While scientists have known about this principle for a long time, the full impact it has on dating archaeological samples wasn’t fully realised until very recently. This is especially pertinent for relatively modern material (and considering the full history of humankind, the Vikings are very much modern), when even an extra fifty years can make a huge difference to the interpretation.
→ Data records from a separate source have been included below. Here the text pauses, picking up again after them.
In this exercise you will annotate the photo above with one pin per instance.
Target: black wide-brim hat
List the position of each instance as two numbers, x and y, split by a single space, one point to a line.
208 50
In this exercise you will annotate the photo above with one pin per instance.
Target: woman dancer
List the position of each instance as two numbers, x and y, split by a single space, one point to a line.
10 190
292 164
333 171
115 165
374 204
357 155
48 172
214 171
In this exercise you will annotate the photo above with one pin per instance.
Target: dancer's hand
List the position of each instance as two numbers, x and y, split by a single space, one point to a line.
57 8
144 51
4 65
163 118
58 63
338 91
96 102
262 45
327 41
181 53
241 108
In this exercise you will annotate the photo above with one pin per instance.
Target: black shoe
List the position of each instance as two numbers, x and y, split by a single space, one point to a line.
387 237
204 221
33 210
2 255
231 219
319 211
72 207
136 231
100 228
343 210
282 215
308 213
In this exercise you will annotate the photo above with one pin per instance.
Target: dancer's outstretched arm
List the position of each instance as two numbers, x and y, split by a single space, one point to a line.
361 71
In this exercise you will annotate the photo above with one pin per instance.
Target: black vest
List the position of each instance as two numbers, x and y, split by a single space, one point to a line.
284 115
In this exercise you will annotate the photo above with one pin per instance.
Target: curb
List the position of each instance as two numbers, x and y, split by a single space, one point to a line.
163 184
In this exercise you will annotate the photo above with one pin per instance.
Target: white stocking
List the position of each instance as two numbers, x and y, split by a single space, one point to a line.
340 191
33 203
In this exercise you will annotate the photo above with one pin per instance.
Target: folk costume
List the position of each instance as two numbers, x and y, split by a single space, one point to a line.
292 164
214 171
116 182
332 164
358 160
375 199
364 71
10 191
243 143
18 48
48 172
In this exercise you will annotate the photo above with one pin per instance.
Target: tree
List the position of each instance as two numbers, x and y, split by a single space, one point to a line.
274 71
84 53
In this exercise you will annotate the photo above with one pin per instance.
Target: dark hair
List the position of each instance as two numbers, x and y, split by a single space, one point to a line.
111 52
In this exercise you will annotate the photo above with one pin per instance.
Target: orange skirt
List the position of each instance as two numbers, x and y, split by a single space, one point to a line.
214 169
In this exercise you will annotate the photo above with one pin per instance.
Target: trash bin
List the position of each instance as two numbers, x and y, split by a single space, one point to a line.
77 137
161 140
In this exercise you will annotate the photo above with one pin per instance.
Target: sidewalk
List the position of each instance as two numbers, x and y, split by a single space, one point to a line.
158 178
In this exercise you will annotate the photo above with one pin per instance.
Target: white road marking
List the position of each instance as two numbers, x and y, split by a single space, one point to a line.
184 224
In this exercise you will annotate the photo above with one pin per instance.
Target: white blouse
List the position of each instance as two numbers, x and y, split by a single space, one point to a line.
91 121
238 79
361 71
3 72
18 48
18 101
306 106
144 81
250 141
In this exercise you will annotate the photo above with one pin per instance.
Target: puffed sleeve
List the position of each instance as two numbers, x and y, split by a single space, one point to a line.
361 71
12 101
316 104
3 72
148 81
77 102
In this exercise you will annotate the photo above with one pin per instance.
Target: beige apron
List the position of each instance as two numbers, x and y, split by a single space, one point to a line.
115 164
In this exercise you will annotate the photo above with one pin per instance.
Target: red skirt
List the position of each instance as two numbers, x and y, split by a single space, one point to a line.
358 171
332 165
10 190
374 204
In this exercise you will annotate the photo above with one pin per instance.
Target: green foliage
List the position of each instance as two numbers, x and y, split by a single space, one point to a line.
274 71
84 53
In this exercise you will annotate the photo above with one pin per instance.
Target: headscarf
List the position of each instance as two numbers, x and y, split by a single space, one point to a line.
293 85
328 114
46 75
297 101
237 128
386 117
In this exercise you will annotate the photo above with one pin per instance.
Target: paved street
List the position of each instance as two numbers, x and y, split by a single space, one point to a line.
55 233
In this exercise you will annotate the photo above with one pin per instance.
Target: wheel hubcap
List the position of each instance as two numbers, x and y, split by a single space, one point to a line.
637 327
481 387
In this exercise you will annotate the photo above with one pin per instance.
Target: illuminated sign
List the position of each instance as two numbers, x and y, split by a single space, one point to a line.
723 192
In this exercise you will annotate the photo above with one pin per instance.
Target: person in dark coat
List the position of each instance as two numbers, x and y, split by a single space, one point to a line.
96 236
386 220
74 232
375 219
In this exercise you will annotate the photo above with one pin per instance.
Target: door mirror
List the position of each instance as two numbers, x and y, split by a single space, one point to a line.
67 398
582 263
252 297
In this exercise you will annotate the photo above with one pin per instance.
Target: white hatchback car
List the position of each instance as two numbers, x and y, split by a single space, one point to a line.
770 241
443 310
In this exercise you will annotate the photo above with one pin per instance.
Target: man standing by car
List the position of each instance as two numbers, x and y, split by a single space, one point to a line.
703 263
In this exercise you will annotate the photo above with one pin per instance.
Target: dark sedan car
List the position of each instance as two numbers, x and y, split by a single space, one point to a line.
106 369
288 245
The next step in resolving the Repton riddle was to estimate how much seafood each individual was likely to have eaten while their bones were being formed. We can do this now with some confidence: other isotopes can tell us about how much of a person’s diet comes from marine or terrestrial sources. Non-radioactive or stable carbon isotope (13C) ratios that we also find in organic materials vary in different environments. This means that a value measured from a sample can be matched against the expected result from a fish consumer or a terrestrial food consumer. On a fundamental level, it’s quite a straightforward idea: if you have a mixed diet, we can work out the relative percentage of each type of food that you’ve eaten. It’s a bit like estimating how much white and red paint you used to obtain a particular shade of pink. This, in turn, allows us to work out how much of that four-hundred-year marine offset needs to be taken into account.